Concernant l'affaire Gautier-Sauvagnac et la fameuse "caisse noire de l'UIMM", il faut bien entendu prôner la plus grande transparence dans le fonctionnement des organisations patronales et mettre fin à des pratiques opaques qui appartiennent au passé. Les partenaires sociaux doivent de ce point de vue réaliser la même révolution que celle que se sont imposés les partis politiques après les divers scandales à propos de leur financement. Mais, dans ces deux cas, il faut se méfier de ceux qui s'érigent comme des procureurs et des représentants de la vertu sur Terre. Derrière les belles paroles se cachent en effet des luttes de pouvoir, cette affaire est l'occasion pour le secteur des services de prendre le dessus sur l'industrie dans le patronat français. Des trois affaires évoquées dans l'introduction, celle-ci est donc paradoxalement celle dont il y a le moins de leçons générales et politiques à tirer.

Reste le scandale de la fraude fiscale qui a éclaté en Allemagne avant de s'étendre à l'Europe entière. D'après les premiers éléments de l'affaire, certaines grandes fortunes auraient contourné massivement le système fiscal de leur pays pour placer leur argent dans des paradis fiscaux européens au premier rang desquels figure la principauté du Liechtenstein. Cette fois, on sort du champ économique où seule compte la rationnalité des acteurs pour entrer dans celui de la politique où on demande aux citoyens un minimum de morale et de respect des lois. A ce titre, ces actes doivent donc être dénoncés le plus vigoureusement possible, ils ecoeurent et ils dégoûtent. Comment certains membres de la classe dirigeante peuvent se permettre de contourner la loi quand celle-ci s'applique avec fermeté sur le reste de la population ? Comment des milliardaires peuvent considérer que l'impôt qu'on leur demande leur est insupportable quand la totalité des smicards l'acquittent sans broncher ? Une fois la lumière faite sur cette affaire, le bras de la justice devra se montrer ferme et sévère, il en va de la paix sociale et de l'ordre public. A cette occasion, il faudrait rappeler l'immoralité dans laquelle se complaisent tant d'artistes ou de sportifs qui choisissent de s'expatrier pour des raisons fiscales. Même s'ils n'enfreignent pas la loi, leur comportement est profondément choquant et insuffisamment dénoncé par l'opinion publique.
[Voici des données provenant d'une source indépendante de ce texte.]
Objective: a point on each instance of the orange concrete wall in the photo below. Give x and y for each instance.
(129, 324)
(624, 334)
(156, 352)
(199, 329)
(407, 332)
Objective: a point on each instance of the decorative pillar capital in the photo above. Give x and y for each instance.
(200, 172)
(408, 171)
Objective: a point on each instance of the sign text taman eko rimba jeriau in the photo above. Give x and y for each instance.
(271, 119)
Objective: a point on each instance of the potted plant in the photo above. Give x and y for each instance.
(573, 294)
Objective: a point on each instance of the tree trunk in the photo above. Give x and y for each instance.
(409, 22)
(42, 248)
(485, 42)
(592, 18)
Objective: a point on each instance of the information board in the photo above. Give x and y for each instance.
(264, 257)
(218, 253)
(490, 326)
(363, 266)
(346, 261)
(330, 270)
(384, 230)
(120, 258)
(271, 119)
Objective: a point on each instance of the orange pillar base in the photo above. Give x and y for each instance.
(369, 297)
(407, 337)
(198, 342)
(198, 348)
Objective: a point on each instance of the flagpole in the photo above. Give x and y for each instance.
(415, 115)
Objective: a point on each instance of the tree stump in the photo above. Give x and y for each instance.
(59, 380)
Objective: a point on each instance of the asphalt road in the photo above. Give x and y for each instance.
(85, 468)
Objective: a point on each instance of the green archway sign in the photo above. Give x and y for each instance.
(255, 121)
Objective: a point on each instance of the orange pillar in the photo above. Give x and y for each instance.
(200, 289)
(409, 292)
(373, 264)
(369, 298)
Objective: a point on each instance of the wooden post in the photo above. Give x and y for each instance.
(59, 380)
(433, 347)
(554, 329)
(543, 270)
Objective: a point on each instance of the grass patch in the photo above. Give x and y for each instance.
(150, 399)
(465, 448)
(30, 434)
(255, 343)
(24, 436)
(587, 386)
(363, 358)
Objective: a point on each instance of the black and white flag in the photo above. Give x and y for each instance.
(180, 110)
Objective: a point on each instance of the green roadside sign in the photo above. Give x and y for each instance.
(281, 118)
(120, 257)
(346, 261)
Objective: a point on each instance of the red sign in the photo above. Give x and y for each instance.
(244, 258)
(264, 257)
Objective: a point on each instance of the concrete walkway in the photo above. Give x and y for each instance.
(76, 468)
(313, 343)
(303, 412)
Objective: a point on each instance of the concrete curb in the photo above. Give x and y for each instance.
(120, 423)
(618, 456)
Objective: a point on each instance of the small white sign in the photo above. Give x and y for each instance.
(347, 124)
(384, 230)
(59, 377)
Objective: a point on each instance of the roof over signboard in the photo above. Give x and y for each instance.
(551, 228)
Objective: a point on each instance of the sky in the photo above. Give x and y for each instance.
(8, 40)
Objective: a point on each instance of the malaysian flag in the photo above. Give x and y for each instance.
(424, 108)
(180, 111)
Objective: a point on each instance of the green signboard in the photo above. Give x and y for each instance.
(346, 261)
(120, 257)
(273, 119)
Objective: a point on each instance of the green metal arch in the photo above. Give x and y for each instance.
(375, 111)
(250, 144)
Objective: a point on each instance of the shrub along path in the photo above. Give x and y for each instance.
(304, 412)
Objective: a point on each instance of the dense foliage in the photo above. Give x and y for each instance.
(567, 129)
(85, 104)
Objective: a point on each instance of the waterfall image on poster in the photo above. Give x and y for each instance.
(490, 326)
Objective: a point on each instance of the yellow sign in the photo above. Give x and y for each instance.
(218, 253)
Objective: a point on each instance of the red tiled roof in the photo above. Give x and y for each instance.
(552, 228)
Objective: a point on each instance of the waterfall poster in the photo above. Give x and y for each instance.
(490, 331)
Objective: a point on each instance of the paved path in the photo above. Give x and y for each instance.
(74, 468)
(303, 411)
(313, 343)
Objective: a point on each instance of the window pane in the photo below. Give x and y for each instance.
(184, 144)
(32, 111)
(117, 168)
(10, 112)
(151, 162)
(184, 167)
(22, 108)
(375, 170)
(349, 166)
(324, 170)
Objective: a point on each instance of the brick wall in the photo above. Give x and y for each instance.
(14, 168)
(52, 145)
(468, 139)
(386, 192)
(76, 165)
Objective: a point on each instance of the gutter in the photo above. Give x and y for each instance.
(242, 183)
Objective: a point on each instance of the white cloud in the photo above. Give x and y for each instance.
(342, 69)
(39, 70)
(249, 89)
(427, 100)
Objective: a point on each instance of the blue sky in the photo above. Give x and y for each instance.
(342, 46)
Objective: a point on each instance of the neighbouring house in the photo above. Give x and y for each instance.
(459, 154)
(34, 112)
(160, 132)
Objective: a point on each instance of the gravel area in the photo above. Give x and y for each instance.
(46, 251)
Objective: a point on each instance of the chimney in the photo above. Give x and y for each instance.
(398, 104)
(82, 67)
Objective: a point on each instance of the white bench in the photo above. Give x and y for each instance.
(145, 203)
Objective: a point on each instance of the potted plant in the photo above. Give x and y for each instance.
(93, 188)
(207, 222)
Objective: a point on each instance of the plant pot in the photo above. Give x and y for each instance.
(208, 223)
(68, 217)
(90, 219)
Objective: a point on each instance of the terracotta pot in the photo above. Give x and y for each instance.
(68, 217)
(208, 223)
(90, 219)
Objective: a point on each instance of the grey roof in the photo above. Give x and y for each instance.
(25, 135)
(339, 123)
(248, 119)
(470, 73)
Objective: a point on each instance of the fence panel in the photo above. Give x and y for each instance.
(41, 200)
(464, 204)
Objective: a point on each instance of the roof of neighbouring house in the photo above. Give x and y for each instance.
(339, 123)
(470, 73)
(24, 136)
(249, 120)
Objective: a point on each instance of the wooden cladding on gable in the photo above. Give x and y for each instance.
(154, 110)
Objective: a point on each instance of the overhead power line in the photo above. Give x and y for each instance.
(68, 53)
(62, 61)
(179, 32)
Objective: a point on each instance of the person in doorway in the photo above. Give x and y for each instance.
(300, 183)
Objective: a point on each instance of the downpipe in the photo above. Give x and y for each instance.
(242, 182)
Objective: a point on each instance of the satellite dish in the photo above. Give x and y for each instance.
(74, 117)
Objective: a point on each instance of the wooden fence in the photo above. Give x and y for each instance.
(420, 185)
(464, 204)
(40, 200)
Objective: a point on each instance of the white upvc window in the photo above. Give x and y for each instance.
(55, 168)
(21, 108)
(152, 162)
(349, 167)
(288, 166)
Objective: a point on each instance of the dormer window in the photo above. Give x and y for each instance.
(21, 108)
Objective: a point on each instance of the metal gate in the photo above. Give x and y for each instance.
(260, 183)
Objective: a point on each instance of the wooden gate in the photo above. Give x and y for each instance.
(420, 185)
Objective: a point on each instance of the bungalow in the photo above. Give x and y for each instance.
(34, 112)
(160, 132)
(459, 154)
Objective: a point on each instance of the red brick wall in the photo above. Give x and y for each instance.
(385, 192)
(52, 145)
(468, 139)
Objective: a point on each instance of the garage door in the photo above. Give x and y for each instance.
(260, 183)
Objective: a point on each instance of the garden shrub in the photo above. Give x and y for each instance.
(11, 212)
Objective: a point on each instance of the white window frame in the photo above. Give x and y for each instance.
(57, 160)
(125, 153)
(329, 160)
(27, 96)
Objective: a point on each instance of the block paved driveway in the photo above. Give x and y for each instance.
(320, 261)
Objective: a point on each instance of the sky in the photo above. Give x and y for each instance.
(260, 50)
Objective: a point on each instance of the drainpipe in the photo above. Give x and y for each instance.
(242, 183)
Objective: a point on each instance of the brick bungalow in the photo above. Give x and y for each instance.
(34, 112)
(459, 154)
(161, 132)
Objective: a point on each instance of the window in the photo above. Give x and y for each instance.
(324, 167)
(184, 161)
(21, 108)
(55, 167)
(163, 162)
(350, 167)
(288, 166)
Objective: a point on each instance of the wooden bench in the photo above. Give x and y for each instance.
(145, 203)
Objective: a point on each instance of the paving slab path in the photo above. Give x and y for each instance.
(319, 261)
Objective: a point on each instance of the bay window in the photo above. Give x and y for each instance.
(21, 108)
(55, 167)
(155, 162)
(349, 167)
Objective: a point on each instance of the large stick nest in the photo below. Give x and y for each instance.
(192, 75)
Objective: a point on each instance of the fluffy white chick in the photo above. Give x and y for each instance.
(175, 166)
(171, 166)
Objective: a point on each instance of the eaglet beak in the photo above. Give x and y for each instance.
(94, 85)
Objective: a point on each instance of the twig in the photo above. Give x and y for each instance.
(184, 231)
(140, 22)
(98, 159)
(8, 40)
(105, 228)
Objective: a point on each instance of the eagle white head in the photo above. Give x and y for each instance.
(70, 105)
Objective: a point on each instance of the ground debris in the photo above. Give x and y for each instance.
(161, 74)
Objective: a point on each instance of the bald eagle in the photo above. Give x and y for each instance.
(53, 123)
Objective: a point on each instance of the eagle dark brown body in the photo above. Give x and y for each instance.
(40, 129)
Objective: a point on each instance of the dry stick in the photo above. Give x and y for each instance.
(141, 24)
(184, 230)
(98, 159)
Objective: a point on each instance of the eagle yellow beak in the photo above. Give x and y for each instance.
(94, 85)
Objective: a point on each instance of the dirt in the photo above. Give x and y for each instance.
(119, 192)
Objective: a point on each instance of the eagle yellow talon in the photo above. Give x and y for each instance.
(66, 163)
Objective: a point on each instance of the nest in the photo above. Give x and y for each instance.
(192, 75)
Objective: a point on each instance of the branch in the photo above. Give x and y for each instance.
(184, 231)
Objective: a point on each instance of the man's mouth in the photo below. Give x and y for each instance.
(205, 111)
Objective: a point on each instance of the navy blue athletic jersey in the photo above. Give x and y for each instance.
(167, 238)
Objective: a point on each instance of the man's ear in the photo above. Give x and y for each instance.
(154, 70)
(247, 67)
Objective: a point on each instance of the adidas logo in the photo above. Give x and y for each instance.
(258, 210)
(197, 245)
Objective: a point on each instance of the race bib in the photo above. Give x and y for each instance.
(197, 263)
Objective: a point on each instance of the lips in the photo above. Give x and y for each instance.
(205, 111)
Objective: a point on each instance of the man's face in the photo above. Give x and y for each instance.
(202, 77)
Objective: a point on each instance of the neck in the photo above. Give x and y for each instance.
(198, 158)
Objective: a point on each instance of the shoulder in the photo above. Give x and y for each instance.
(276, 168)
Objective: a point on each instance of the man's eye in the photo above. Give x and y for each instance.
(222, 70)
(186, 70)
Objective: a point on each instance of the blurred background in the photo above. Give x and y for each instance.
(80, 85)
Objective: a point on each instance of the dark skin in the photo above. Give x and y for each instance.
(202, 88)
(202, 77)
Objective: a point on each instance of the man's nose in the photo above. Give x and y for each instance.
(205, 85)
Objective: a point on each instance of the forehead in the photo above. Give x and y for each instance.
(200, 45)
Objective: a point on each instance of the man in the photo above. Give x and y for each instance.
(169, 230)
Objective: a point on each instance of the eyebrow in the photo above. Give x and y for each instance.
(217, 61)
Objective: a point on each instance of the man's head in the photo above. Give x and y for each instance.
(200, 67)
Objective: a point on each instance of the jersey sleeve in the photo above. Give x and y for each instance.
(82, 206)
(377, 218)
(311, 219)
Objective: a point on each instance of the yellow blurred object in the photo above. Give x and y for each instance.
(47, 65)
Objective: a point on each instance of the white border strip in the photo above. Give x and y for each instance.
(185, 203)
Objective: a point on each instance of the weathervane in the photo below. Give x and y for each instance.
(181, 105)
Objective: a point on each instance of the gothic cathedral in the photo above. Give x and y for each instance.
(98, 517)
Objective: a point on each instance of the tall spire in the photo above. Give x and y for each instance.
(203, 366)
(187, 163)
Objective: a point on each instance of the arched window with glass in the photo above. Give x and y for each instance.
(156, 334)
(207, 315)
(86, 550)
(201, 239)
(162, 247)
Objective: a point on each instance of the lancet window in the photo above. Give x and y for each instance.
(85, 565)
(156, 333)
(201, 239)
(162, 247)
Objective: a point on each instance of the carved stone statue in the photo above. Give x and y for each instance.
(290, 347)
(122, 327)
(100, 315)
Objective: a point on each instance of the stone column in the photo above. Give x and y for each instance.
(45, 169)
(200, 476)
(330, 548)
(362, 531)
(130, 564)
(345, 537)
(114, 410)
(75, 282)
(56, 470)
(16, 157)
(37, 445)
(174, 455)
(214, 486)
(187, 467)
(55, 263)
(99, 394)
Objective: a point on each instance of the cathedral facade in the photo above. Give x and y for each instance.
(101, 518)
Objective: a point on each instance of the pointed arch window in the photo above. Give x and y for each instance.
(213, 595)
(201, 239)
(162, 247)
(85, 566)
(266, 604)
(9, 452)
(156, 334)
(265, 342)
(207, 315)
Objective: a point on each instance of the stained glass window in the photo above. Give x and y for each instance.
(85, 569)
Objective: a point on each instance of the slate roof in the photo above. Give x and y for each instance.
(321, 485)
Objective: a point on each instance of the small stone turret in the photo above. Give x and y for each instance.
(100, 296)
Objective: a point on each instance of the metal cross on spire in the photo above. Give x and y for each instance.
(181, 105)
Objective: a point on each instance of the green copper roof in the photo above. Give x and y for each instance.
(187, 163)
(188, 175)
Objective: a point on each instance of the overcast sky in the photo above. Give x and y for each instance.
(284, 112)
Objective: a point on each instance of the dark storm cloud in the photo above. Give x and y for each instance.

Le patronat doit sortir des eaux troubles dans lesquelles il navigue actuellement. Cela suppose de ne pas mélanger les genres : les grands dirigeants ont tout d'abord un devoir d'efficacité et de compétence au service de leur entreprise, car un bon patron c'est souvent plus d'emploi et plus de croissance pour le pays, mais il ont également un devoir d'exemplarité et de moralité en tant que citoyen. Mettre la morale dans le champ économique, c'est prendre le risque de l'inefficacité, la soustraire au champ politique en invoquant uniquement la rationnalité des acteurs, c'est choisir la voie du cynisme le plus complet.